Immune cell residence and function within the central nervous system.
Immune cells begin to populate the central nervous system (CNS) already during embryonic development. The cells, termed microglia, become permanent residents of the tissue with a variety of functions such as clearance of pathogens and regulation of neuronal function. We address questions related to their unique differentiation process following entry into the CNS as well as their impact on chronic diseases of the brain such as epilepsy, multiple sclerosis and Alzheimer’s disease.
Immune mechanisms in aging and Alzheimer’s disease.
Alzheimer’s disease is characterized by enhanced degeneration processes of the aging brain, which lead to cognitive decline and dementia. Our goal is to reveal immune mechanisms contributing to AD pathogenesis and thereby to develop immune-based early biomarkers and therapeutic approaches.
Mechanisms of stress-induced pathogenic autoimmunity and neuroinflammation.
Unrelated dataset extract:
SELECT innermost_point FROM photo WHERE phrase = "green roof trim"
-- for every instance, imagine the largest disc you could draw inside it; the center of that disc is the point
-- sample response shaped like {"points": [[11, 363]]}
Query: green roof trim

Chronic stress may alter the homeostatic functioning of the immune system by altering cellular responses to glucocorticoids. Such imbalance of immune regulation may then exacerbate or predispose to chronic illnesses such as depression, autoimmunity and neurodegenerative diseases. Our studies address the regulatory role of glucocorticoids in leukocyte and endothelial subsets and how such regulation is impaired following chronic stress or chronic inflammation.
3D scaffolds for immune modulation in autoimmune diseases.
Although the etiology of autoimmune diseases is mostly unknown, it is becoming clear that a loss in immune regulation results in pathogenic stimulation of autoreactive lymphocytes which otherwise kept quiescent. Once such pathogenic stimulation of lymphocytes occurs, the cells can renew and continuously attack the body. Our research, in collaboration with Prof. Smadar Cohen, is aimed at generating transplantable lymphoid-like scaffolds which attenuate the function of pathogenic T cells and hence allow to preserve essential tissue functions.